Guitarist/vocalist Rebecca Gates and drummer Scott Plouf played a short set on International Pop’s first night as part of a 15-band bill of female-fronted acts called “Love Rock Revolution Girl Style Now.” They weren’t the only duo—Heavens to Betsy, with Corin Tucker and Tracy Sawyer, made their debut that night—but their performance epitomized the idea of what could be done with such limited means, a concept they would soon explore on a series of singles for IMP Records. They signed to Sub Pop, becoming one of the label’s first non-grunge acts, to issue their debut full-length, Manos, in late 1993. Manos became the first independently released album to top the college radio charts, which shows just how crucial a role the Spinanes and the scene they represented played at a pivotal point in underground music. A quarter-century later, it is back in print, providing a welcome reminder of the core principles of that moment.

Manos is musically austere to the point of seeming conservative; after 25 years, that’s perhaps what remains most exciting about it. Gates’ insistence on replicating the band’s live sound in the studio overrode the possibilities of post-production, although she and Plouf did add some judicious overdubs. Musically and conceptually, Manos sounds immediate and purposeful. This is a band paring underground rock down to its essentials and then trimming it just a little more; what they keep and what they jettison makes for a bracing, often brazen listen, even at a time when “selling out” no longer connotes the mortal sin it once did.

This spartan approach means Gates and Plouf have to do more with their respective instruments, to be more inventive and sensitive in how they play off each other. On “Noel, Jonah, and Me,” Gates’ intricate riff splits the difference between lead and rhythm guitar, while Plouf punctuates her understated vocals with nervy snare interjections. “You’re twisting to feel,” Gates sings, but she and Plouf sound like they’re untangling indie rock to speak—and feel—more directly. They elaborate on that idea throughout these dozen songs, showing all the different things they could do with this lineup: the bright classic-rock riffing of “Grand Prize,” the quiet dirge of “Shellburn,” the jittery dance punk of “I Love That Party with the Monkey Kitty.”

The Spinanes’ subsequent records were less anchored to this minimal approach, giving them more gradients of sound if not necessarily more shades of emotion. Plouf split in 1996 to become the full-time drummer in Built to Spill, and Gates retired the Spinanes name three years later, releasing sporadic solo material.
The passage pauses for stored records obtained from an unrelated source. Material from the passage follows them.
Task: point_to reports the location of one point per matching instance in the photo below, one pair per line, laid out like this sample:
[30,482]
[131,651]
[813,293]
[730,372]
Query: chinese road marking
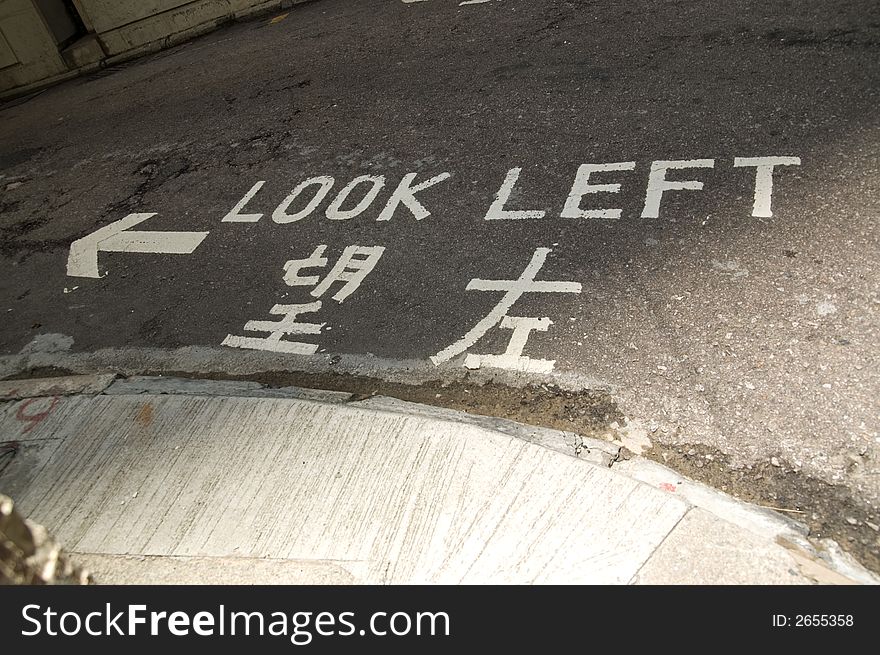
[513,290]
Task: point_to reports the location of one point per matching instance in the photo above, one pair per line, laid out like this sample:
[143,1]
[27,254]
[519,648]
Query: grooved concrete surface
[419,500]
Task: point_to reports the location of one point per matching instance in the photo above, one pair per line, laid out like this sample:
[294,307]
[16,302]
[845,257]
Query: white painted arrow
[83,258]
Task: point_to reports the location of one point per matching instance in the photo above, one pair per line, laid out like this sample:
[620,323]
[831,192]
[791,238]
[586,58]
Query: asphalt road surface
[663,212]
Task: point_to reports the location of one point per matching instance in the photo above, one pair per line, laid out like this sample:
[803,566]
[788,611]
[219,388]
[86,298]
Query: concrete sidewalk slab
[173,481]
[421,500]
[137,569]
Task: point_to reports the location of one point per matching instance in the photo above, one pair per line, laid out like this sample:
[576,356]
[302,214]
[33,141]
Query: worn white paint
[278,329]
[335,211]
[764,179]
[355,264]
[82,261]
[497,212]
[293,267]
[513,290]
[405,194]
[235,215]
[582,186]
[513,359]
[324,182]
[657,182]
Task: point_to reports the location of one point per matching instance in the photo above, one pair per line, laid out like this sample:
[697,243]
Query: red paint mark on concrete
[34,418]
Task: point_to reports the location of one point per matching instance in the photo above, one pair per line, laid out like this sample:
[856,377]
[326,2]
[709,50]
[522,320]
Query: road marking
[764,179]
[496,209]
[279,329]
[82,261]
[352,267]
[657,182]
[582,186]
[513,290]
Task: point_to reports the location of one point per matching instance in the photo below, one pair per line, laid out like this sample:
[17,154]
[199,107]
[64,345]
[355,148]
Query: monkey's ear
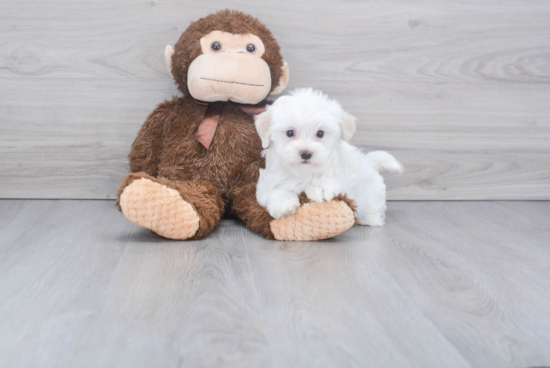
[168,52]
[348,126]
[262,127]
[283,82]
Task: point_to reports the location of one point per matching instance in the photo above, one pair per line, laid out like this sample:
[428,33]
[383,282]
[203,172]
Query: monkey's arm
[145,151]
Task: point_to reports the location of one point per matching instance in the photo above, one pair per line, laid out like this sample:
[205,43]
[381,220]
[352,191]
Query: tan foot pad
[314,221]
[159,208]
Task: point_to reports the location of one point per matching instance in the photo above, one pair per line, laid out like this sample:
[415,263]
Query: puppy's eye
[216,46]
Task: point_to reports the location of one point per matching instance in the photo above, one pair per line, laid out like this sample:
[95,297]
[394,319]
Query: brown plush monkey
[199,155]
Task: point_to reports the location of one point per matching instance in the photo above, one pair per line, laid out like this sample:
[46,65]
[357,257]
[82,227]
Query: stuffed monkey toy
[198,156]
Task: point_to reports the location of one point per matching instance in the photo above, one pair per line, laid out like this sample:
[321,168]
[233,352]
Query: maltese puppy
[305,139]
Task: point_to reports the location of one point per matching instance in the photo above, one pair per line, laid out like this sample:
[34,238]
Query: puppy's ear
[348,126]
[262,127]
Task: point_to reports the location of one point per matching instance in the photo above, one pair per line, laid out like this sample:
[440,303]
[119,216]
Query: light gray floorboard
[458,91]
[454,284]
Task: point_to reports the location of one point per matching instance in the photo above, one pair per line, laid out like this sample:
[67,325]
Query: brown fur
[188,46]
[224,176]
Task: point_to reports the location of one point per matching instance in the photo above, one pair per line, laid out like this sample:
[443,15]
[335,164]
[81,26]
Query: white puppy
[305,138]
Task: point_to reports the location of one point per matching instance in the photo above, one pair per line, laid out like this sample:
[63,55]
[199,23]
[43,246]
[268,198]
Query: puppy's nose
[306,155]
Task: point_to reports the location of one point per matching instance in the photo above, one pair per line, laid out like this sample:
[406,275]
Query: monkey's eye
[216,46]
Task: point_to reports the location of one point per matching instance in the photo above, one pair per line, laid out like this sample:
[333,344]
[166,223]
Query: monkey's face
[230,68]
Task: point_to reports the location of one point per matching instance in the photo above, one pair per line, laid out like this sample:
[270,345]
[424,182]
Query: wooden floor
[443,284]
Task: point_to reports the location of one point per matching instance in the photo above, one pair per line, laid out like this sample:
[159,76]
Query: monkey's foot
[159,208]
[314,221]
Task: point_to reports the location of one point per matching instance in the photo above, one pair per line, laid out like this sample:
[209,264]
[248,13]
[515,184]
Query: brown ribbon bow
[209,123]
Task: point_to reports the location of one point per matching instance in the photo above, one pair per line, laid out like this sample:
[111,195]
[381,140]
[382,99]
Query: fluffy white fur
[334,166]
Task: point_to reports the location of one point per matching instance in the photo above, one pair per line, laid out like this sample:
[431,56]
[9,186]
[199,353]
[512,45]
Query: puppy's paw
[330,192]
[284,207]
[315,194]
[321,194]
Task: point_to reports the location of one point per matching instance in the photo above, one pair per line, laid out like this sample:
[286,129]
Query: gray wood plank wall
[458,91]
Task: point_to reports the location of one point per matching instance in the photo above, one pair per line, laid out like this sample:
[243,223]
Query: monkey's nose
[306,155]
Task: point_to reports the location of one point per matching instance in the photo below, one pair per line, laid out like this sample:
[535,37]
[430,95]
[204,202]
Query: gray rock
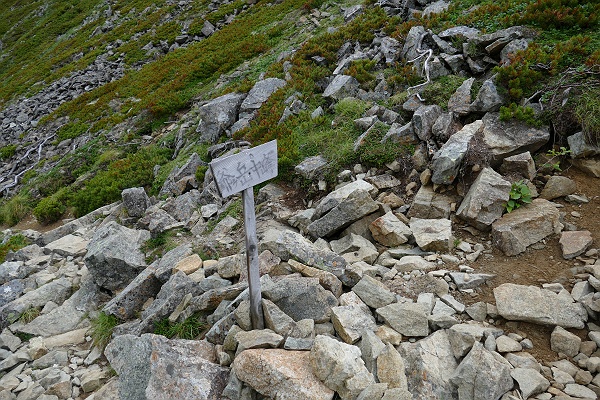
[168,262]
[341,86]
[374,293]
[129,301]
[115,248]
[390,49]
[152,366]
[525,226]
[312,167]
[541,306]
[521,164]
[423,120]
[464,280]
[432,234]
[511,48]
[358,204]
[301,298]
[580,148]
[409,319]
[563,341]
[56,291]
[488,98]
[258,338]
[579,391]
[339,366]
[558,186]
[370,347]
[400,134]
[355,248]
[275,319]
[69,315]
[430,357]
[391,368]
[460,102]
[259,93]
[135,201]
[482,375]
[445,126]
[506,139]
[447,160]
[428,204]
[280,374]
[326,279]
[530,381]
[333,199]
[486,199]
[504,344]
[413,263]
[288,244]
[351,321]
[218,115]
[167,299]
[69,245]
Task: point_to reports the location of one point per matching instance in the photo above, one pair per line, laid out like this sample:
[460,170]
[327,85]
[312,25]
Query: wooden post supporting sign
[239,173]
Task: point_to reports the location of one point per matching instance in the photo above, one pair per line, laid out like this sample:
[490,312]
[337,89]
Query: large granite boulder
[525,226]
[339,366]
[287,244]
[447,160]
[486,199]
[540,306]
[259,93]
[482,375]
[114,257]
[301,298]
[218,115]
[280,374]
[506,139]
[431,357]
[154,367]
[356,205]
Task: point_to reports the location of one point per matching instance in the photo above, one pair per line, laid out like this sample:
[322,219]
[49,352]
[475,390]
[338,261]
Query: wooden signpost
[239,173]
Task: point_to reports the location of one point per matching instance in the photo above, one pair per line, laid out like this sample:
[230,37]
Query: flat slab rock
[527,225]
[280,374]
[575,243]
[539,306]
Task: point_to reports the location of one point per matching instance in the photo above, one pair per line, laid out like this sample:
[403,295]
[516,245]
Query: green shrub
[525,114]
[7,152]
[134,170]
[102,329]
[15,209]
[189,329]
[14,243]
[50,209]
[587,112]
[72,130]
[519,195]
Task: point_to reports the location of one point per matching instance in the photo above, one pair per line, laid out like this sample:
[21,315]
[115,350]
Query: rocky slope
[371,288]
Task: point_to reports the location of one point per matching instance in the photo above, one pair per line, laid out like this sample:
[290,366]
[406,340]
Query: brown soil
[545,265]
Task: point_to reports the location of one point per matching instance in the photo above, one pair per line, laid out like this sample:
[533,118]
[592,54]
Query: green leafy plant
[14,243]
[7,152]
[102,329]
[29,315]
[519,195]
[190,329]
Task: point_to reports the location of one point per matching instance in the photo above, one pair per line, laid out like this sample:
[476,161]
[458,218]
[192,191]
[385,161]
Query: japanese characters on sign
[243,170]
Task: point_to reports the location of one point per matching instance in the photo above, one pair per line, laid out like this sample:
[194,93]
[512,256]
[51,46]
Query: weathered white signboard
[239,173]
[247,168]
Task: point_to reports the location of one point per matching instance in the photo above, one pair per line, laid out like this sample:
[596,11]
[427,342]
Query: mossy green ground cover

For its 25th anniversary, Manos traveled from the west coast to the east, from Sub Pop to Merge. Along the way, it gained a few bonus tracks. The live versions of “Epiphany” and “Manos” are the most intriguing, as they demonstrate just how closely this debut album reflected their live sound. Recorded in 1994 at Yoyo A Go Go, an Olympia festival inspired by the International Pop Underground Convention, “Manos” is a flurry of angry guitar strums and thundering drums. Gates and Plouf sound like they’re playing at each other rather than with each other. It may make you long for more live material, but a stripped-down reissue is only appropriate for such a stripped-down record, made by two people who proved just how malleable underground pop can be.